Levantó la cabeza. Los ojos de ella estaban secos y su cara parecía más brillante y más hermosa, como nunca antes.
—Por favor, sécate la cara. ¿Quieres un pañuelo?
—Sí
Se secó los ojos, se sonó la nariz. Qué tierra enferma. Qué sombrío era todo.
—¿Cuántos años tienes, Ben?
—Diez.
—¿Qué es lo que piensas hacer? Quiero decir…
—No lo sé.
—¿Y tu padre?
—Es sastre.
—¿Te gusta esta ciudad?
—Creo que sí.
—¿Tienes hermanos?
—Tres hermanos y tres hermanas.
—¿Nunca has pensado en irte? ¿Irte a alguna otra ciudad?
Era asombroso. Le hablaba como si fuera una persona madura, tratando de llegar hasta el fondo.
—Sí.
—¿Adónde?
—No lo sé. New York, quizás. O al viejo continente tal vez.
—¿Al viejo continente?
—Milán. La ciudad de mi padre.
—Oh.
Él quería preguntarle sobre ella, adónde había ido, dónde había estado; quería ser maduro, pero tenía miedo. Ella fue hasta el guardarropa y trajo su abrigo, su sombrero y su bolso, y comenzó a ponerse el abrigo.
—Ya no estaré aquí mañana. Miss Shorb se ha recuperado. Me voy.
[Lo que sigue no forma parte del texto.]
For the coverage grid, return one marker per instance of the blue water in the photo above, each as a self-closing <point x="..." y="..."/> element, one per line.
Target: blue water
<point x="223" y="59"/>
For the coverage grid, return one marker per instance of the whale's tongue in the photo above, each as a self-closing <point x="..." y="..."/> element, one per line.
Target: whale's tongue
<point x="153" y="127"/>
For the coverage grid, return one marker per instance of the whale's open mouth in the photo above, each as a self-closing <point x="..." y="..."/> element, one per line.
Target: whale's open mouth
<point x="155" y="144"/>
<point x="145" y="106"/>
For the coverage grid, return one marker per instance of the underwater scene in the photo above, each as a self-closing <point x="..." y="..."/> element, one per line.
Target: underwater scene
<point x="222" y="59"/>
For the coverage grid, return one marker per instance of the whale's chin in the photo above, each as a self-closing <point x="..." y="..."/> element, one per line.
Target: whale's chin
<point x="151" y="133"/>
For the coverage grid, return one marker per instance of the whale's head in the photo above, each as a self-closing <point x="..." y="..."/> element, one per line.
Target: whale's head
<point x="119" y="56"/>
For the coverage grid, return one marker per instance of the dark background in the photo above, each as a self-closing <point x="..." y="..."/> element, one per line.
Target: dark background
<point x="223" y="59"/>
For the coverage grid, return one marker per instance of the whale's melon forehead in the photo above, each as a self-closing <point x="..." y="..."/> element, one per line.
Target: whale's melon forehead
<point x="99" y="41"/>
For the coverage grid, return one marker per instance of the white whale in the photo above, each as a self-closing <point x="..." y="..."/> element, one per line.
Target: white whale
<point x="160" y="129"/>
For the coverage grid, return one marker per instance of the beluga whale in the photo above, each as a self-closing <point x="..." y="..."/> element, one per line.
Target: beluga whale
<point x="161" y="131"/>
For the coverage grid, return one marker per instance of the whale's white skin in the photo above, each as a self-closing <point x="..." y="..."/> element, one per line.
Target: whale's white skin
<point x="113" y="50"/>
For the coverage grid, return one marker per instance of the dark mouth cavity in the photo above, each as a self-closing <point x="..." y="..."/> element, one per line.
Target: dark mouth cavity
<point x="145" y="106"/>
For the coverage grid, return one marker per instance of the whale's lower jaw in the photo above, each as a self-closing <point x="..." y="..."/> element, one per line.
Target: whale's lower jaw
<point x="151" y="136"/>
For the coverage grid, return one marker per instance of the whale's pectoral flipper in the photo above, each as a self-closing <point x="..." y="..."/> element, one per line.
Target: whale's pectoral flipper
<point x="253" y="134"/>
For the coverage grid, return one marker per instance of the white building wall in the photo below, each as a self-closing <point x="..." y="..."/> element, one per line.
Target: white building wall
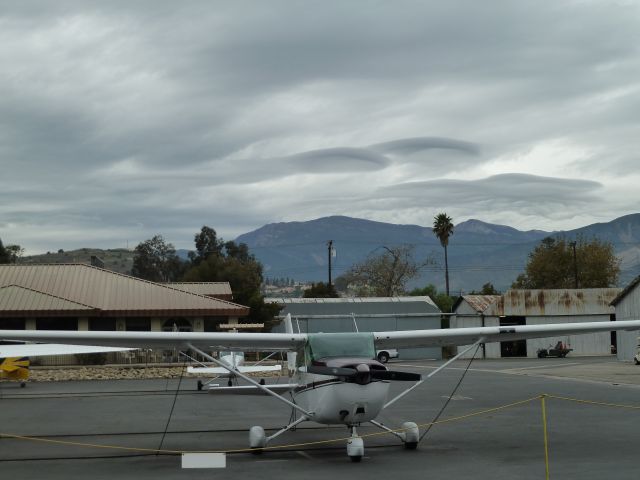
<point x="491" y="350"/>
<point x="587" y="344"/>
<point x="628" y="309"/>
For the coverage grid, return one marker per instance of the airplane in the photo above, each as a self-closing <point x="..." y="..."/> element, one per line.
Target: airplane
<point x="15" y="363"/>
<point x="334" y="377"/>
<point x="235" y="360"/>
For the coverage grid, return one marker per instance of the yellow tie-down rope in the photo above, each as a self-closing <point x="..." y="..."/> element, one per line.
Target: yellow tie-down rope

Se sintió triste, pero no podía pensar en nada que decirle. Ella se ajustó el cinturón del abrigo y se puso el sombrero, sonriente, Dios, qué mundo, primero lo hacía reirse, luego llorar y ahora esto. ¿A dónde iba? ¿Es que ya nunca la volvería a ver?
—Debes irte ya, Ben.
Y allí estaba él, mirándola y sin quererse ir, allí estaba, con ganas de sentarse y observarla. Se levantó lentamente y fue hasta el guardarropa a buscar su gorra. Caminó hasta la puerta, sintiéndose enfermo de soledad; se dió vuelta para verla por última vez.
—Adiós, Miss Wissig.
—Adiós, Ben.
Y muy prontamente estaba corriendo por el parque de la escuela, y la maestra sustituta de pie en el patio, siguiéndolo con la mirada. No sabía en qué pensar, pero supo que estaba verdaderamente triste y que tenía miedo de darse vuelta para ver si ella estaba mirándolo. Pensó: Si me apresuro, quizás pueda encontrar a Dan Seed y a Dick Corcoran y a los demás, y quizás llegué a tiempo para ver cómo se va el tren de carga. Bueno, nadie lo sabría de todas formas. Nadie sabría alguna vez qué sucedió y cómo había llorado y reído.
Corrió por las vías de Southern Pacific, y los chicos ya no estaban allí y el tren ya se había ido.
Se sentó bajo un eucalipto. El mundo entero, un desastre.